Like Microsoft, De Beers’ domination of the market is so overwhelming that its every move is watched. And problems come when it tries to extend its reach. Recently, the European Commission said it was investigating whether the planned alliance with LVMH violates anti-trust rules. The E.U. is concerned that the alliance may give De Beers and its sightholders unfair advantage in the market—eliminating the middleman.

This could lead to other problems. Lately, De Beers has proved itself a juicy target. Sean Tietjen, a New Yorker who bought diamond jewelry, brought a lawsuit alleging that De Beers has driven up the price of diamonds by restricting the supply into the U.S. The suit alleges that De Beers “acts collusively” with partners to restrict supplies. (The sightholders? Namibia and Botswana?) The suit also charges that De Beers “intentionally made diamonds seem to be scarce or less plentiful than they are.” The suit seeks monetary damages and an injunction barring the allegedly illegal behavior. Tietjen was inspired by the “60 Minutes” show on the diamond industry.

This suit is misguided for several reasons. There’s no law forcing a company to sell its products. In every industry, people sell less when demand drops. De Beers hordes when prices are low, and sells when they are high. That’s economics.

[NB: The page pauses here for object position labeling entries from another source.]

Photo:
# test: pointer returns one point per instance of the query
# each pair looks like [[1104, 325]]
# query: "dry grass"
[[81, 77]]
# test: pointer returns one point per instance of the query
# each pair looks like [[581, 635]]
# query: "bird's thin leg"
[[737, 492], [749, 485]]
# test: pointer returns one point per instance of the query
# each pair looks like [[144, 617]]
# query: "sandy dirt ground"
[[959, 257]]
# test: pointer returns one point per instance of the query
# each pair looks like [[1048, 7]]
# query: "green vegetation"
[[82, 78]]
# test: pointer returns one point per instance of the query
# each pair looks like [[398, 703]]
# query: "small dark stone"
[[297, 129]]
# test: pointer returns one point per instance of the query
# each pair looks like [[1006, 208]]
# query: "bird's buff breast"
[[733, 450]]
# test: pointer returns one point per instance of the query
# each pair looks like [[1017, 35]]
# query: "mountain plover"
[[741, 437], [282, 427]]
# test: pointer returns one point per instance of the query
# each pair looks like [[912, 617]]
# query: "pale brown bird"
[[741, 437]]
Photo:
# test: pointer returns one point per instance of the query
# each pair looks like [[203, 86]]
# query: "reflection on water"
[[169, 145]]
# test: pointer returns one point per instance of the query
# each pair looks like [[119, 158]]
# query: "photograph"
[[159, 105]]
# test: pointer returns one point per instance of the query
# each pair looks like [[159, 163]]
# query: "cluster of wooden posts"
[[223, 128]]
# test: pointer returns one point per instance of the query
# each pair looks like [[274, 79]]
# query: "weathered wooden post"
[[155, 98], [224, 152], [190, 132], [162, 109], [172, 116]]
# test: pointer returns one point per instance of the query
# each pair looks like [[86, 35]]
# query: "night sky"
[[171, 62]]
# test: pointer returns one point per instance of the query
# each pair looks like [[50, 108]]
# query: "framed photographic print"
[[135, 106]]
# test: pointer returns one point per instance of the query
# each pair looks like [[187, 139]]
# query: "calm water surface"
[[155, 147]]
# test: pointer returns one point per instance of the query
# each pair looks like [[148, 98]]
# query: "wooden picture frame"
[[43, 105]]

Not to mention the strongest argument: imagine if De Beers stopped mining diamonds. Prices would sky-rocket out of control.

A De Beers spokesman even tried to refute the suit by noting that polished prices have dropped.

Even so, by trying to control too much, De Beers is on treacherous ground—just as Microsoft ended up in when it tried to take over the browser market. De Beers is still best when they focus on mining, sorting and selling rough diamonds (and generic advertising.) If they are ever broken up like AT&T was —or Microsoft might be—it won’t be good for the industry, for consumers like Tietjen, or anybody.